UNA PROSPETTIVA PER IL FUTURO
È sbagliato, forse, decretare la morte del fotogiornalismo. Ogni settore, con il passare del tempo, cambia, si rinnova, cambia volto ma può rinascere. Quando si parla di giornalismo cartaceo, per esempio, è ormai abitudine pensare che nessuno compra più il giornale, tutto viene letto online e che investire in quel settore è da pazzi. Vero, ma se questo settore vuole rinascere può farlo. Come? Semplicemente differenziandosi in maniera netta dal giornalismo online. Dimenticandosi del gossip frivolo, degli scoop da salone dei parrucchieri ma concentrandosi piuttosto su tematiche serie, importanti, che richiedono studio e tempo di elaborazione, che possono essere lette oggi ma anche tra un mese senza risultare “passate”.

Lei pensa che questo possa avvenire anche in ambito fotografico? Il fotogiornalismo italiano potrebbe reinventarsi?

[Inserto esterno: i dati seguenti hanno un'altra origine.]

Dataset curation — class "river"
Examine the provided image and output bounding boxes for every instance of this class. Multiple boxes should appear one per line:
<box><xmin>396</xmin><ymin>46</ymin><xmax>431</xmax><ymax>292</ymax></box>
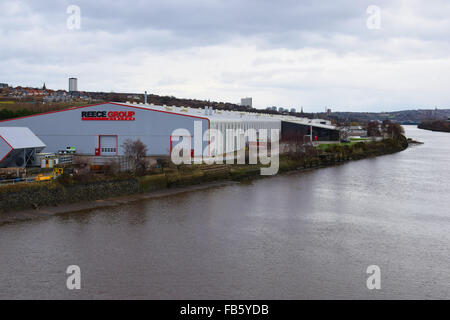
<box><xmin>0</xmin><ymin>126</ymin><xmax>450</xmax><ymax>299</ymax></box>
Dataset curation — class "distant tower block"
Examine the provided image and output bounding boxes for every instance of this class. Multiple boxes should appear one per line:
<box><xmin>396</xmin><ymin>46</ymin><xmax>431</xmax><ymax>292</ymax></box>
<box><xmin>69</xmin><ymin>78</ymin><xmax>78</xmax><ymax>92</ymax></box>
<box><xmin>241</xmin><ymin>98</ymin><xmax>253</xmax><ymax>108</ymax></box>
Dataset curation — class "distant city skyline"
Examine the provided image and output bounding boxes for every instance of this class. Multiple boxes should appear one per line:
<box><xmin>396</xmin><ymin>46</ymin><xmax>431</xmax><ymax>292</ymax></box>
<box><xmin>0</xmin><ymin>0</ymin><xmax>450</xmax><ymax>112</ymax></box>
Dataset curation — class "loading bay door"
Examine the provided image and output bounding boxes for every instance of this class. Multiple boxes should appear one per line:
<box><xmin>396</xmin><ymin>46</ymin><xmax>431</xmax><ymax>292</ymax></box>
<box><xmin>99</xmin><ymin>136</ymin><xmax>119</xmax><ymax>156</ymax></box>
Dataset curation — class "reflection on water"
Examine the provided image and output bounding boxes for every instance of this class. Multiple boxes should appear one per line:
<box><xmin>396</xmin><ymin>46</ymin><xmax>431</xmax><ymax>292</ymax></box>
<box><xmin>0</xmin><ymin>127</ymin><xmax>450</xmax><ymax>299</ymax></box>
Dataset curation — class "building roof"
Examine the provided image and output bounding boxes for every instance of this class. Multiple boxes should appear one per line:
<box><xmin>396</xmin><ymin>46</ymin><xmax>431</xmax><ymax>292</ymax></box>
<box><xmin>0</xmin><ymin>127</ymin><xmax>45</xmax><ymax>149</ymax></box>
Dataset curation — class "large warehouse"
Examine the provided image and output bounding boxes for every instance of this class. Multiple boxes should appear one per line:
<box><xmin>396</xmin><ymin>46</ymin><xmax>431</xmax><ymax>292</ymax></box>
<box><xmin>0</xmin><ymin>102</ymin><xmax>281</xmax><ymax>156</ymax></box>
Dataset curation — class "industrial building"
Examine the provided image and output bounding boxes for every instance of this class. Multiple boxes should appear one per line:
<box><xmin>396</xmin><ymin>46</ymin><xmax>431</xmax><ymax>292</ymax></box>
<box><xmin>0</xmin><ymin>102</ymin><xmax>339</xmax><ymax>165</ymax></box>
<box><xmin>241</xmin><ymin>97</ymin><xmax>253</xmax><ymax>108</ymax></box>
<box><xmin>281</xmin><ymin>117</ymin><xmax>340</xmax><ymax>141</ymax></box>
<box><xmin>0</xmin><ymin>127</ymin><xmax>45</xmax><ymax>168</ymax></box>
<box><xmin>69</xmin><ymin>78</ymin><xmax>78</xmax><ymax>92</ymax></box>
<box><xmin>0</xmin><ymin>102</ymin><xmax>281</xmax><ymax>156</ymax></box>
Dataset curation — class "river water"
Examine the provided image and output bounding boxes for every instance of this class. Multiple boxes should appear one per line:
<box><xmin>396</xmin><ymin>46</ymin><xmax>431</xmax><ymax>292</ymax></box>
<box><xmin>0</xmin><ymin>126</ymin><xmax>450</xmax><ymax>299</ymax></box>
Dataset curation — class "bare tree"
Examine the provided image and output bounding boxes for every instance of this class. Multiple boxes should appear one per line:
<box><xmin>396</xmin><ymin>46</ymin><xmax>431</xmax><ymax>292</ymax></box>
<box><xmin>387</xmin><ymin>123</ymin><xmax>405</xmax><ymax>139</ymax></box>
<box><xmin>122</xmin><ymin>139</ymin><xmax>148</xmax><ymax>173</ymax></box>
<box><xmin>367</xmin><ymin>121</ymin><xmax>381</xmax><ymax>137</ymax></box>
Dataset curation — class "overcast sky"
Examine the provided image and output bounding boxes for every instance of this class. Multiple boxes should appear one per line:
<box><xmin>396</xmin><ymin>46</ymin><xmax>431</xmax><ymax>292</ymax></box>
<box><xmin>0</xmin><ymin>0</ymin><xmax>450</xmax><ymax>111</ymax></box>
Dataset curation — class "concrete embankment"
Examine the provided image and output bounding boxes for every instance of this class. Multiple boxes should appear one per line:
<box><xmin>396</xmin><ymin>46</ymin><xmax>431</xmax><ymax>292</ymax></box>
<box><xmin>0</xmin><ymin>139</ymin><xmax>408</xmax><ymax>216</ymax></box>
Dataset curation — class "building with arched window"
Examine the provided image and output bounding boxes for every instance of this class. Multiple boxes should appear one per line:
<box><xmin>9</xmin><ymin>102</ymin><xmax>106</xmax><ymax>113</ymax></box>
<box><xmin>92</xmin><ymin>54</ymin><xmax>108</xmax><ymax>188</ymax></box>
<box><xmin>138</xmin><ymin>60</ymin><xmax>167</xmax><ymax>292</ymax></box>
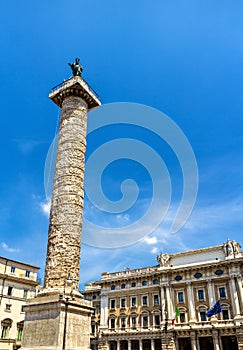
<box><xmin>0</xmin><ymin>257</ymin><xmax>39</xmax><ymax>350</ymax></box>
<box><xmin>82</xmin><ymin>240</ymin><xmax>243</xmax><ymax>350</ymax></box>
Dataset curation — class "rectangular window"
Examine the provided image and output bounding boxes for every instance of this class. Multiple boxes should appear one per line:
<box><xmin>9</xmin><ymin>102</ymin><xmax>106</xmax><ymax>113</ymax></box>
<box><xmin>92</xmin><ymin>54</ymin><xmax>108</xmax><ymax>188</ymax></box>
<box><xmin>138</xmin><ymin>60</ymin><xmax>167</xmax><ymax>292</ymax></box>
<box><xmin>142</xmin><ymin>295</ymin><xmax>148</xmax><ymax>305</ymax></box>
<box><xmin>1</xmin><ymin>326</ymin><xmax>8</xmax><ymax>339</ymax></box>
<box><xmin>132</xmin><ymin>316</ymin><xmax>137</xmax><ymax>328</ymax></box>
<box><xmin>154</xmin><ymin>315</ymin><xmax>160</xmax><ymax>327</ymax></box>
<box><xmin>121</xmin><ymin>298</ymin><xmax>126</xmax><ymax>308</ymax></box>
<box><xmin>110</xmin><ymin>299</ymin><xmax>116</xmax><ymax>309</ymax></box>
<box><xmin>91</xmin><ymin>324</ymin><xmax>95</xmax><ymax>334</ymax></box>
<box><xmin>154</xmin><ymin>294</ymin><xmax>159</xmax><ymax>305</ymax></box>
<box><xmin>131</xmin><ymin>297</ymin><xmax>137</xmax><ymax>306</ymax></box>
<box><xmin>7</xmin><ymin>286</ymin><xmax>13</xmax><ymax>295</ymax></box>
<box><xmin>200</xmin><ymin>311</ymin><xmax>207</xmax><ymax>322</ymax></box>
<box><xmin>111</xmin><ymin>318</ymin><xmax>115</xmax><ymax>329</ymax></box>
<box><xmin>177</xmin><ymin>292</ymin><xmax>184</xmax><ymax>303</ymax></box>
<box><xmin>219</xmin><ymin>287</ymin><xmax>226</xmax><ymax>298</ymax></box>
<box><xmin>180</xmin><ymin>312</ymin><xmax>186</xmax><ymax>323</ymax></box>
<box><xmin>17</xmin><ymin>328</ymin><xmax>23</xmax><ymax>341</ymax></box>
<box><xmin>197</xmin><ymin>289</ymin><xmax>204</xmax><ymax>300</ymax></box>
<box><xmin>143</xmin><ymin>316</ymin><xmax>148</xmax><ymax>328</ymax></box>
<box><xmin>5</xmin><ymin>304</ymin><xmax>11</xmax><ymax>311</ymax></box>
<box><xmin>121</xmin><ymin>318</ymin><xmax>126</xmax><ymax>329</ymax></box>
<box><xmin>222</xmin><ymin>310</ymin><xmax>229</xmax><ymax>320</ymax></box>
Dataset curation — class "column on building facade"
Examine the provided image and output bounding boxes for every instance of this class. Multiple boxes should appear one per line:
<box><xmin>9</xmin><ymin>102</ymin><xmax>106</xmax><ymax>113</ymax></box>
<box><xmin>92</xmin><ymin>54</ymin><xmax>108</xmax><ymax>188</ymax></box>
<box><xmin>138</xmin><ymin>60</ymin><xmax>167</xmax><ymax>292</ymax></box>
<box><xmin>236</xmin><ymin>274</ymin><xmax>243</xmax><ymax>315</ymax></box>
<box><xmin>186</xmin><ymin>281</ymin><xmax>196</xmax><ymax>322</ymax></box>
<box><xmin>100</xmin><ymin>292</ymin><xmax>108</xmax><ymax>329</ymax></box>
<box><xmin>212</xmin><ymin>331</ymin><xmax>220</xmax><ymax>350</ymax></box>
<box><xmin>190</xmin><ymin>332</ymin><xmax>197</xmax><ymax>350</ymax></box>
<box><xmin>207</xmin><ymin>278</ymin><xmax>215</xmax><ymax>307</ymax></box>
<box><xmin>229</xmin><ymin>275</ymin><xmax>240</xmax><ymax>316</ymax></box>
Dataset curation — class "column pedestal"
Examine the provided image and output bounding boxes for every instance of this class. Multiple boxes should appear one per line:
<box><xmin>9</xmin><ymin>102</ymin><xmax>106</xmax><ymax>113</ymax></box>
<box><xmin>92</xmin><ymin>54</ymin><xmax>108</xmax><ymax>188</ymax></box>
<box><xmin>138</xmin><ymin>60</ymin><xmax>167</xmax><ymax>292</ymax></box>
<box><xmin>21</xmin><ymin>292</ymin><xmax>94</xmax><ymax>350</ymax></box>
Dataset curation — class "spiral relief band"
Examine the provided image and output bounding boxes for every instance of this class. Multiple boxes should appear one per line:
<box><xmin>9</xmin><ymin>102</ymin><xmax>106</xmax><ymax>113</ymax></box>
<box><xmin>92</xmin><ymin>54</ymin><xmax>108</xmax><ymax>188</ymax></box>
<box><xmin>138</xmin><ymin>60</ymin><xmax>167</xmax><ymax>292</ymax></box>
<box><xmin>45</xmin><ymin>103</ymin><xmax>198</xmax><ymax>248</ymax></box>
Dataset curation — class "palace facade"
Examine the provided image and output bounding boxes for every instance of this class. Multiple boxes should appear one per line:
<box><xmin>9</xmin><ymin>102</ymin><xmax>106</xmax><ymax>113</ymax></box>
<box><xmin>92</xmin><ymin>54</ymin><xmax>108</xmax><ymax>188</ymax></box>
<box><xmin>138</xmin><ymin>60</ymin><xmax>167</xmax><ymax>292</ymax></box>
<box><xmin>0</xmin><ymin>257</ymin><xmax>39</xmax><ymax>350</ymax></box>
<box><xmin>83</xmin><ymin>240</ymin><xmax>243</xmax><ymax>350</ymax></box>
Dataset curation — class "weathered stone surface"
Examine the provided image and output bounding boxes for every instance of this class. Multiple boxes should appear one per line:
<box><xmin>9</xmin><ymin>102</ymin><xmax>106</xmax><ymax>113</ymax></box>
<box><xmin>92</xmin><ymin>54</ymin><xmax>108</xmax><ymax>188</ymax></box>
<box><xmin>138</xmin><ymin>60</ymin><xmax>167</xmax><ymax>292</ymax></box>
<box><xmin>45</xmin><ymin>96</ymin><xmax>87</xmax><ymax>290</ymax></box>
<box><xmin>22</xmin><ymin>294</ymin><xmax>93</xmax><ymax>350</ymax></box>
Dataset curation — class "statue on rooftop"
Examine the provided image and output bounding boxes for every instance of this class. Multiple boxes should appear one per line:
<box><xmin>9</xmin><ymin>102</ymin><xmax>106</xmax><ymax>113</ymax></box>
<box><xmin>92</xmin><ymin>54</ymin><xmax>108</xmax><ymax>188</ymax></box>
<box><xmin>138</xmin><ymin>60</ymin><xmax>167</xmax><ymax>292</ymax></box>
<box><xmin>68</xmin><ymin>58</ymin><xmax>83</xmax><ymax>77</ymax></box>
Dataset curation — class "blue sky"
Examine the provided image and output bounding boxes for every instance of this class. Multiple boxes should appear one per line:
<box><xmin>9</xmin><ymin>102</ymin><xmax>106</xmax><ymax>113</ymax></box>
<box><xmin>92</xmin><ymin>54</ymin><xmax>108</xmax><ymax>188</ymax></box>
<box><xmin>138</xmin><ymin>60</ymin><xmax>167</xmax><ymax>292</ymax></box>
<box><xmin>0</xmin><ymin>0</ymin><xmax>243</xmax><ymax>285</ymax></box>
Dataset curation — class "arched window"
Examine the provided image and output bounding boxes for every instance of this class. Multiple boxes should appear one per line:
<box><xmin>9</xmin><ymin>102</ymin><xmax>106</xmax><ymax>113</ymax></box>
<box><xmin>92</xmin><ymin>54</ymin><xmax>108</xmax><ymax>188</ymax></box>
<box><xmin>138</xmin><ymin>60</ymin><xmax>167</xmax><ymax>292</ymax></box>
<box><xmin>17</xmin><ymin>321</ymin><xmax>24</xmax><ymax>341</ymax></box>
<box><xmin>119</xmin><ymin>314</ymin><xmax>127</xmax><ymax>329</ymax></box>
<box><xmin>130</xmin><ymin>312</ymin><xmax>138</xmax><ymax>329</ymax></box>
<box><xmin>1</xmin><ymin>318</ymin><xmax>13</xmax><ymax>339</ymax></box>
<box><xmin>197</xmin><ymin>305</ymin><xmax>207</xmax><ymax>322</ymax></box>
<box><xmin>178</xmin><ymin>307</ymin><xmax>188</xmax><ymax>323</ymax></box>
<box><xmin>220</xmin><ymin>303</ymin><xmax>231</xmax><ymax>320</ymax></box>
<box><xmin>109</xmin><ymin>315</ymin><xmax>116</xmax><ymax>329</ymax></box>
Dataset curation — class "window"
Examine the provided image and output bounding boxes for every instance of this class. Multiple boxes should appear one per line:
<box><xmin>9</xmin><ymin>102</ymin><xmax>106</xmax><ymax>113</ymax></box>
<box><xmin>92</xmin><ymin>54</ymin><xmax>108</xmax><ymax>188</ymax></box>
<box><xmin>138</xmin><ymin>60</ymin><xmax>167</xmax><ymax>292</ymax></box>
<box><xmin>110</xmin><ymin>299</ymin><xmax>116</xmax><ymax>309</ymax></box>
<box><xmin>154</xmin><ymin>315</ymin><xmax>160</xmax><ymax>327</ymax></box>
<box><xmin>120</xmin><ymin>298</ymin><xmax>126</xmax><ymax>308</ymax></box>
<box><xmin>179</xmin><ymin>312</ymin><xmax>186</xmax><ymax>323</ymax></box>
<box><xmin>142</xmin><ymin>316</ymin><xmax>148</xmax><ymax>328</ymax></box>
<box><xmin>154</xmin><ymin>294</ymin><xmax>159</xmax><ymax>305</ymax></box>
<box><xmin>219</xmin><ymin>287</ymin><xmax>226</xmax><ymax>298</ymax></box>
<box><xmin>5</xmin><ymin>304</ymin><xmax>12</xmax><ymax>311</ymax></box>
<box><xmin>1</xmin><ymin>326</ymin><xmax>8</xmax><ymax>339</ymax></box>
<box><xmin>142</xmin><ymin>295</ymin><xmax>148</xmax><ymax>305</ymax></box>
<box><xmin>131</xmin><ymin>316</ymin><xmax>137</xmax><ymax>328</ymax></box>
<box><xmin>7</xmin><ymin>286</ymin><xmax>13</xmax><ymax>295</ymax></box>
<box><xmin>222</xmin><ymin>309</ymin><xmax>229</xmax><ymax>320</ymax></box>
<box><xmin>131</xmin><ymin>297</ymin><xmax>137</xmax><ymax>306</ymax></box>
<box><xmin>17</xmin><ymin>321</ymin><xmax>24</xmax><ymax>341</ymax></box>
<box><xmin>177</xmin><ymin>292</ymin><xmax>184</xmax><ymax>303</ymax></box>
<box><xmin>111</xmin><ymin>318</ymin><xmax>115</xmax><ymax>329</ymax></box>
<box><xmin>1</xmin><ymin>318</ymin><xmax>13</xmax><ymax>339</ymax></box>
<box><xmin>91</xmin><ymin>323</ymin><xmax>95</xmax><ymax>334</ymax></box>
<box><xmin>121</xmin><ymin>317</ymin><xmax>126</xmax><ymax>329</ymax></box>
<box><xmin>197</xmin><ymin>289</ymin><xmax>204</xmax><ymax>300</ymax></box>
<box><xmin>200</xmin><ymin>311</ymin><xmax>207</xmax><ymax>322</ymax></box>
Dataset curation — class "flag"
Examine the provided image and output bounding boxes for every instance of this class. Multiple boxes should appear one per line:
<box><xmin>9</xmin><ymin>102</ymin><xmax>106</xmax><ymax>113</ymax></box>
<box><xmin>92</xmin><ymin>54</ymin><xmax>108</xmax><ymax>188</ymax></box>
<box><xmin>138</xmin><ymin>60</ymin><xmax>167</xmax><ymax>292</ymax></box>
<box><xmin>172</xmin><ymin>307</ymin><xmax>180</xmax><ymax>326</ymax></box>
<box><xmin>206</xmin><ymin>300</ymin><xmax>222</xmax><ymax>317</ymax></box>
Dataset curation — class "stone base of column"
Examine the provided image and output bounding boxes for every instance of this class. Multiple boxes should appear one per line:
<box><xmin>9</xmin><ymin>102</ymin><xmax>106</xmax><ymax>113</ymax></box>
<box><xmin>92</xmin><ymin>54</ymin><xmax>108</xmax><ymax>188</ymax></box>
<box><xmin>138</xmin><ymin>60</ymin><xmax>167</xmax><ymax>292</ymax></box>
<box><xmin>21</xmin><ymin>291</ymin><xmax>93</xmax><ymax>350</ymax></box>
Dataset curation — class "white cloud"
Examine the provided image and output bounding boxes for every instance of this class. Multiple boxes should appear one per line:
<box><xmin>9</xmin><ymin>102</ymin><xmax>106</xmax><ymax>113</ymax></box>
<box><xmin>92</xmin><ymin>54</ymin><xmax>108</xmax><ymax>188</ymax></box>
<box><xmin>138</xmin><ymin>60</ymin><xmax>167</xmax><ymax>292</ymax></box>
<box><xmin>150</xmin><ymin>247</ymin><xmax>159</xmax><ymax>254</ymax></box>
<box><xmin>1</xmin><ymin>242</ymin><xmax>20</xmax><ymax>253</ymax></box>
<box><xmin>143</xmin><ymin>236</ymin><xmax>158</xmax><ymax>245</ymax></box>
<box><xmin>40</xmin><ymin>200</ymin><xmax>51</xmax><ymax>216</ymax></box>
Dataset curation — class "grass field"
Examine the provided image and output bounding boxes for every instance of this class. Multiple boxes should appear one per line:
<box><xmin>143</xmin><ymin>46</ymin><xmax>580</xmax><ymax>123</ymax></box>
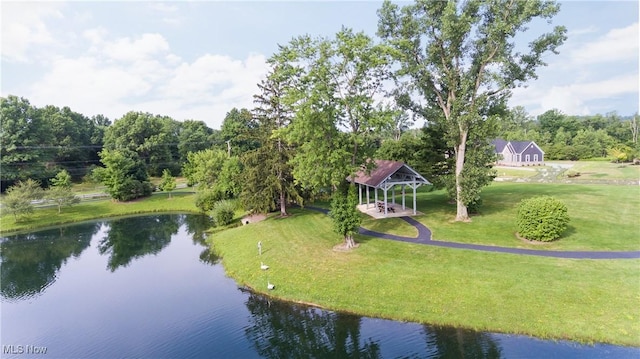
<box><xmin>494</xmin><ymin>166</ymin><xmax>545</xmax><ymax>180</ymax></box>
<box><xmin>0</xmin><ymin>183</ymin><xmax>640</xmax><ymax>346</ymax></box>
<box><xmin>416</xmin><ymin>183</ymin><xmax>640</xmax><ymax>250</ymax></box>
<box><xmin>554</xmin><ymin>161</ymin><xmax>640</xmax><ymax>181</ymax></box>
<box><xmin>210</xmin><ymin>210</ymin><xmax>640</xmax><ymax>346</ymax></box>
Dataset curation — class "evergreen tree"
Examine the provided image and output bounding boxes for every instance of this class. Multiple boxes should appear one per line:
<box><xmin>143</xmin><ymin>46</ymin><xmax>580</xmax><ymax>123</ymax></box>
<box><xmin>329</xmin><ymin>184</ymin><xmax>362</xmax><ymax>249</ymax></box>
<box><xmin>242</xmin><ymin>57</ymin><xmax>302</xmax><ymax>216</ymax></box>
<box><xmin>158</xmin><ymin>168</ymin><xmax>176</xmax><ymax>198</ymax></box>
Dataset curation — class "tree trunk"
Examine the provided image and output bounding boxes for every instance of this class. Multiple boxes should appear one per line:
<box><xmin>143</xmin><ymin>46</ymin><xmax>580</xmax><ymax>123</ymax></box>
<box><xmin>280</xmin><ymin>191</ymin><xmax>288</xmax><ymax>217</ymax></box>
<box><xmin>455</xmin><ymin>130</ymin><xmax>469</xmax><ymax>222</ymax></box>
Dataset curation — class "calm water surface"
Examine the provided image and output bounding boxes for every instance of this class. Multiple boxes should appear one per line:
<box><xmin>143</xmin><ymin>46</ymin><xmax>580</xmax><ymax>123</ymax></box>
<box><xmin>0</xmin><ymin>215</ymin><xmax>640</xmax><ymax>358</ymax></box>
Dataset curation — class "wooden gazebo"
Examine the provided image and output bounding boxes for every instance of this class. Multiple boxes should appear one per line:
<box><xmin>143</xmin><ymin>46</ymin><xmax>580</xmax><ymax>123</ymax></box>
<box><xmin>349</xmin><ymin>160</ymin><xmax>431</xmax><ymax>217</ymax></box>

“Agli inizi degli anni 2000 molti fotografi, provenienti dal fotogiornalismo, si sono rivolti a chi interessava che le notizie uscissero e si sono messi a disposizioni di aziende ed enti sociali che volevano far si che i giornali pubblicassero le loro storie. Per esempio, io ho lavorato tantissimo nel settore enogastronomico della Bassa Parmigiana con un grande chef della zona. Ho realizzato tanti servizi fotografici sulla gastronomia della zona, ma anche sulla storia di quel territorio geografico circoscritto. Si può fare ancora oggi giornalismo di contenuti, si possono ancora realizzare grandi reportage ma solo se si trovano i soldi e se i finanziatori non sono più i grandi editori. Ma soprattutto se si trova ancora oggi una nicchia di cui poter ancora raccontare.”

Si conclude così la mia conversazione con Edoardo Fornaciari, con molti dubbi concreti sul futuro del fotogiornalismo e della fotografia in generale. Ma con una speranza e una consapevolezza comune. La fotografia nasce come mezzo di comunicazione, come vero e proprio linguaggio che non tutti sanno utilizzare e valorizzare. Ma che soprattutto “Non esiste la fotografia artistica. Nella fotografia esistono, come in tutte le cose, persone che sanno vedere e altre che non sanno nemmeno guardare.” (Nadar) e allora quando pensiamo di essere tutti fotografi con un cellulare in mano dobbiamo considerare proprio a questa semplice, ma essenziale, distinzione.